Then the horrors came to light.
All of my studies with Berklee were online, I never actually set foot on campus while working towards my certificate. It’s more likely that I would have heard the rumblings sooner than I did had I the opportunity or proximity to attend classes in Boston. But like most people, I first heard of the sexual assault crisis after it was published by The Boston Globe.
For over a decade, The Berklee College of Music secretly fired nearly a dozen professors and teachers who had been accused of or charged with sexual misconduct and assault against students. In addition to this, there was a report of an on-campus rape that was shared over social media where Berklee merely suspended the assailant for two semesters before allowing him back into the school alongside his victim and keeping the case quiet from the Boston Police.
I was shocked and appalled, and was stuck having to answer impossible questions about Berklee and this aforementioned practice by my own music students, many of whom quit in the aftermath simply by my association with the school because of my certificate. Needless to say, I quickly removed that piece of paper from my studio walls and stuffed it into the back of my filing cabinet where it stayed until last week.
After much internal debate, I decided that I wanted nothing more to do with Berklee because of this atrocious behaviour and treatment of sexual assault survivors. I wrote a letter to President Roger Brown, who oversaw all of the secret firings of faculty, and mailed back my certificate to the school. This is what my letter said:
“Attn. President Roger H. Brown:
I am writing this letter as I can no longer be a bystander amidst the atrocities occurring at and on the campus of the Berklee College of Music and its affiliated properties. I am referring to, of course, the plague of sexual assaults between faculty and students that was exposed by The Boston Globe on 17 November, 2017 where it was revealed that eleven faculty members had been secretly terminated over the span of thirteen years for inappropriate interactions between themselves and students.
I am also well aware of an incident on the Boston campus where a female student was viciously sexually assaulted by a male classmate, and that Berklee merely suspended the assailant for two semesters before allowing him to resume classes alongside his victim, and that this incident was kept away from the intervention of the Boston Police by the Berklee Administration.
As a member of RAINN, as a friend and relative of individuals who have survived acts of both physical and sexual violence, and as a sexual assault survivor myself, I can no longer support or stand to have any sort of affiliation with the Berklee College of Music as a result of the above incidents and other, undocumented cases that have yet to surface.
I am hereby returning my Certificate to the school and administration out of protest and as an act of solidarity with the victims.
I will no longer recognize any connections with the Berklee College of Music as a student or alumnus, and will not seek any form of collaboration, references or interaction with said school as a result of my protest. I spent a year debating whether or not I should write this letter and return my Certificate, and after much thought I have concluded that there is no scenario where I can keep that piece of paper or consider myself an alumnus and not feel nauseated considering what has transpired over the past decade at this institution.
I feel, Mr.

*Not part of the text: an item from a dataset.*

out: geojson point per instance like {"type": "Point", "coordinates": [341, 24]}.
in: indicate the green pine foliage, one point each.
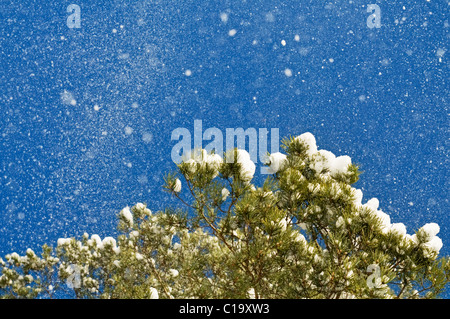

Brown, that in light of The Boston Globe’s reporting, and that these secret terminations of sexual predators from your college all occurred under your supervision, that you should resign your position as soon as possible. You have clearly demonstrated that you can no longer be trusted with the protection of your student body.”
The letter was mailed to Berklee, alongside my certificate, last Wednesday on 6 February. I have not and do not expect to receive a reply, nor do I want one.
President Brown’s lackluster apology for his criminal actions is not enough. Berklee’s meaningless responses in the wake of The Boston Globe’s revelations do nothing to protect or help students. They are clearly only interested in saving face and making more money for the administration.
Whatever prestige The Berklee College of Music once had is long gone.